Although several groups and charities have argued that the ruling could undermine women’s freedom to make decisions for themselves whilst carrying their baby, it has been found that the total number of cases of foetal alcohol syndrome (FAS) has tripled since records began 16 years ago.
FAS is a pattern of mental and physical defects that can develop in a foetus when high levels of alcohol have been consumed during pregnancy. Children born with the disorder tend to have distinct facial features including small, narrow eyes and a small head. Other complications can include hearing and ear problems, a week immune system, epilepsy, liver damage, kidney and heart defects, cerebral palsy and other muscular problems.
Just recently, an authority in north-west England has been fighting to demonstrate that the mother of a six-year old girl born with foetal alcohol syndrome committed a crime by drinking during her pregnancy.

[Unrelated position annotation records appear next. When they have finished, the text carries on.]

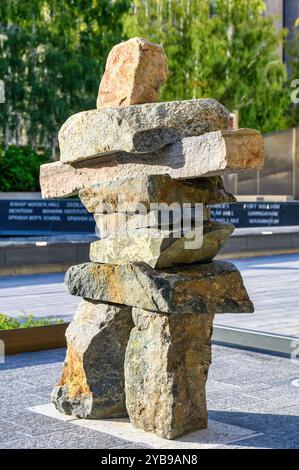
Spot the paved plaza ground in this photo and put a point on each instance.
(249, 390)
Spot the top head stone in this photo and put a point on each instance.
(135, 70)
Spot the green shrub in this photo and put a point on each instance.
(25, 321)
(19, 168)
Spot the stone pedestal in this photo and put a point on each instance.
(166, 367)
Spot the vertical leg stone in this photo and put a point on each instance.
(166, 367)
(92, 381)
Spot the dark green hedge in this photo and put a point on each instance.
(19, 168)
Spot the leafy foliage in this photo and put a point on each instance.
(222, 49)
(19, 168)
(26, 321)
(53, 54)
(293, 55)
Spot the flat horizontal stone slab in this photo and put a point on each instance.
(163, 248)
(215, 153)
(201, 288)
(128, 193)
(139, 128)
(124, 223)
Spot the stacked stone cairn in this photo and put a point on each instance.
(140, 341)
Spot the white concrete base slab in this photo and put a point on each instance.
(215, 435)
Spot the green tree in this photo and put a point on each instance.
(293, 57)
(52, 56)
(226, 49)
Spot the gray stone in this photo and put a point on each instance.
(212, 287)
(129, 193)
(92, 380)
(121, 223)
(215, 153)
(137, 128)
(163, 248)
(166, 368)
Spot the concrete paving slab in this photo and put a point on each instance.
(216, 433)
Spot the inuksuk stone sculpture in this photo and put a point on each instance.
(140, 341)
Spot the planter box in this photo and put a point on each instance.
(33, 339)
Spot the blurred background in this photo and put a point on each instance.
(244, 53)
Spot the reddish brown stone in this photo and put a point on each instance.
(135, 70)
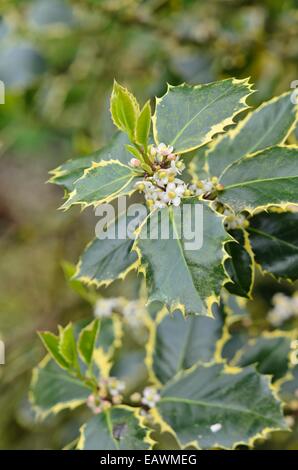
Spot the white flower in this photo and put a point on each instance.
(93, 405)
(134, 162)
(115, 386)
(234, 221)
(177, 166)
(173, 193)
(164, 150)
(105, 307)
(215, 427)
(150, 397)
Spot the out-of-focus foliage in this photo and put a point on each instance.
(58, 60)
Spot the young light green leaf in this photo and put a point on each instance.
(53, 389)
(274, 240)
(51, 343)
(268, 125)
(102, 182)
(178, 342)
(117, 428)
(87, 341)
(124, 110)
(67, 346)
(187, 117)
(217, 407)
(180, 274)
(266, 178)
(66, 174)
(143, 125)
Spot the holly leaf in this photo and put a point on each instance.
(187, 117)
(240, 268)
(213, 406)
(53, 389)
(102, 182)
(107, 259)
(143, 125)
(181, 274)
(124, 110)
(67, 346)
(270, 353)
(87, 341)
(268, 125)
(52, 343)
(178, 342)
(274, 240)
(66, 175)
(117, 428)
(265, 178)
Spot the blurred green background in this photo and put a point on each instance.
(58, 59)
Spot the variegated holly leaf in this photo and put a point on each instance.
(270, 353)
(240, 268)
(180, 272)
(268, 125)
(102, 182)
(274, 239)
(187, 117)
(178, 342)
(265, 178)
(110, 258)
(117, 428)
(216, 407)
(66, 174)
(54, 389)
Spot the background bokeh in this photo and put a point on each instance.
(58, 60)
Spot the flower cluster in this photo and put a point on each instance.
(150, 397)
(284, 308)
(109, 392)
(163, 187)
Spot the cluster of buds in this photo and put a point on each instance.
(206, 188)
(109, 393)
(284, 308)
(163, 187)
(150, 397)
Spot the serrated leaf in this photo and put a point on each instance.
(241, 404)
(274, 240)
(268, 125)
(51, 343)
(267, 177)
(124, 110)
(143, 125)
(188, 117)
(270, 353)
(181, 342)
(53, 389)
(66, 174)
(87, 341)
(240, 269)
(117, 428)
(188, 279)
(288, 389)
(67, 346)
(105, 260)
(102, 182)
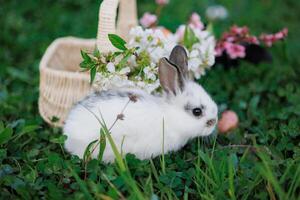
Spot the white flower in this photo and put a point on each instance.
(124, 71)
(110, 67)
(216, 12)
(150, 73)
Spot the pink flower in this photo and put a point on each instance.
(235, 50)
(252, 40)
(229, 121)
(219, 51)
(148, 20)
(270, 39)
(239, 30)
(162, 2)
(180, 32)
(195, 21)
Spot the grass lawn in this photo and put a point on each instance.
(259, 160)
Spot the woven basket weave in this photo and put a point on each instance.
(61, 82)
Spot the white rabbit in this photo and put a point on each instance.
(185, 109)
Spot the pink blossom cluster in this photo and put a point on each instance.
(162, 2)
(195, 21)
(148, 20)
(234, 41)
(269, 39)
(231, 42)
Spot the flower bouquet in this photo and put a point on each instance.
(238, 43)
(135, 64)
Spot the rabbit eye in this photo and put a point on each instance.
(197, 112)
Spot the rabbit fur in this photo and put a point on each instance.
(183, 112)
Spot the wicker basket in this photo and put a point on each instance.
(61, 82)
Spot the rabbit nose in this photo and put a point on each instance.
(211, 122)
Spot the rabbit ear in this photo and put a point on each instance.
(179, 58)
(169, 76)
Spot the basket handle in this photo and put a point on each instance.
(107, 21)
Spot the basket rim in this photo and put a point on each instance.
(53, 47)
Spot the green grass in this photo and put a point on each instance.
(259, 160)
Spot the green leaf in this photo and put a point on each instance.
(59, 140)
(5, 135)
(96, 52)
(88, 151)
(85, 56)
(102, 144)
(117, 42)
(189, 38)
(26, 130)
(93, 74)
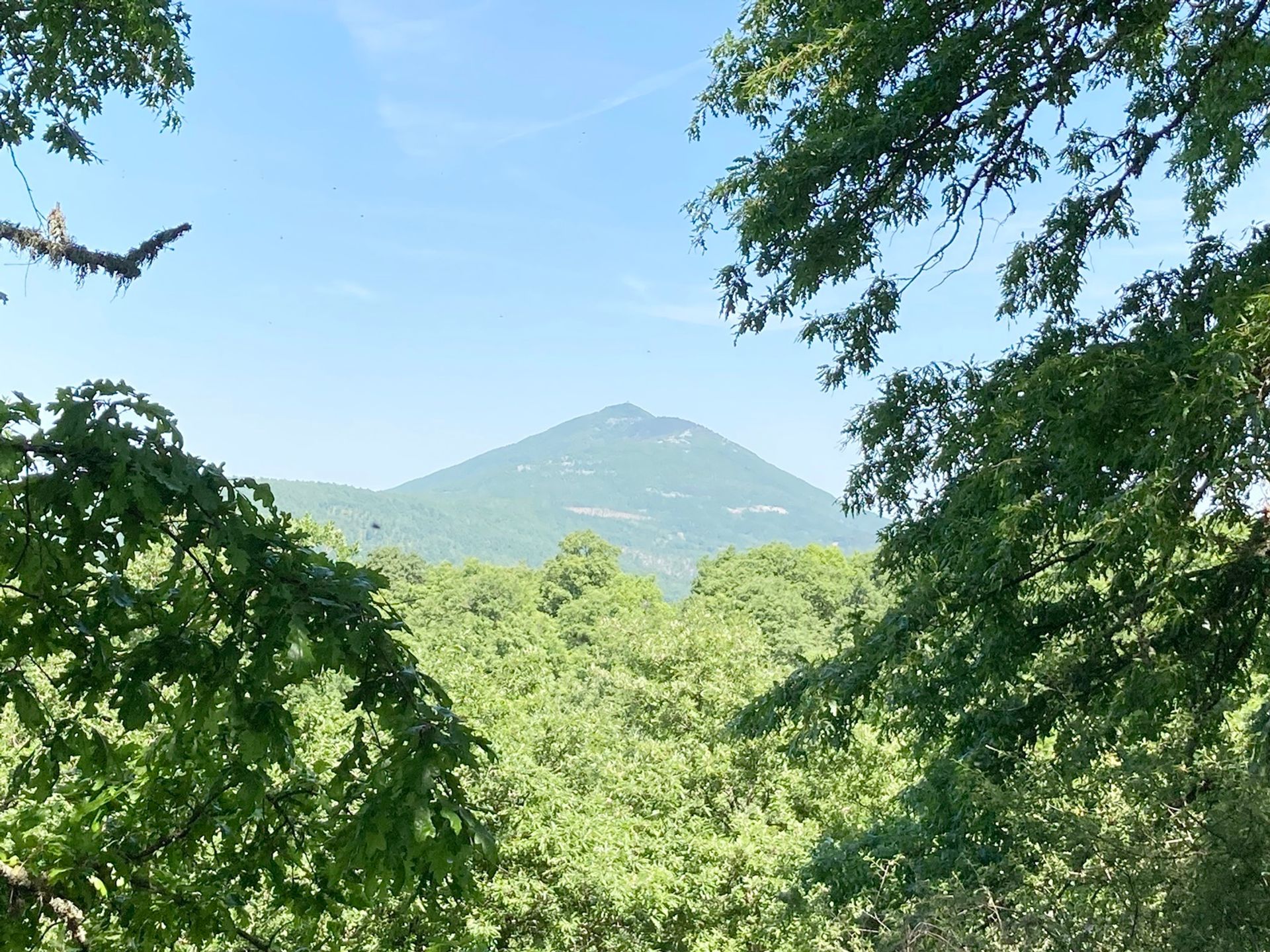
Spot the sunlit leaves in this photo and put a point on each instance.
(168, 639)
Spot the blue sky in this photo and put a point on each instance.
(427, 229)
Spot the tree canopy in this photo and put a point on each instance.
(1078, 649)
(215, 733)
(216, 730)
(62, 60)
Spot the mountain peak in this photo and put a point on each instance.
(666, 491)
(625, 411)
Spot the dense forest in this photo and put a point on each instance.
(1035, 717)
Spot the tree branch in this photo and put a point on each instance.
(122, 267)
(70, 914)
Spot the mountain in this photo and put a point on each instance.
(666, 491)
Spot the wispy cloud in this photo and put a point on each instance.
(347, 288)
(646, 87)
(426, 131)
(417, 61)
(697, 307)
(378, 31)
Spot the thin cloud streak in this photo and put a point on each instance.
(347, 288)
(646, 87)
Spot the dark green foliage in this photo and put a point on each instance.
(60, 60)
(1078, 651)
(63, 58)
(216, 731)
(629, 818)
(666, 492)
(800, 598)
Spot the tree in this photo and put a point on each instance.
(215, 735)
(60, 60)
(1080, 549)
(629, 818)
(218, 730)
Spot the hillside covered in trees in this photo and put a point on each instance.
(1035, 717)
(666, 491)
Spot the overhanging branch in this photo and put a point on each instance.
(71, 916)
(42, 245)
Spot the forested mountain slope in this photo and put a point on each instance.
(666, 491)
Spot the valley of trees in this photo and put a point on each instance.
(1038, 717)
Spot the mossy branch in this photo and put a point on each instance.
(71, 916)
(42, 245)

If successful, it would no doubt set a precedent that could be used in criminal prosecutions of mothers whose babies are born with the disorder.
An earlier tribunal hearing of the same test case ruled that the child was in fact the victim of a crime. The judge found that there had been administration of a poison or other destructive or noxious thing which thereby inflicted grievous bodily harm.
The Criminal Injuries Compensation Authority appealed against the decision and it was later decided that a crime was not committed however.
Those who are against the ruling have argued:
“As well as undermining women’s choices, it might also deter women who need support from seeking help during pregnancy and put health professionals under pressure to report women suspected of drinking to the police.”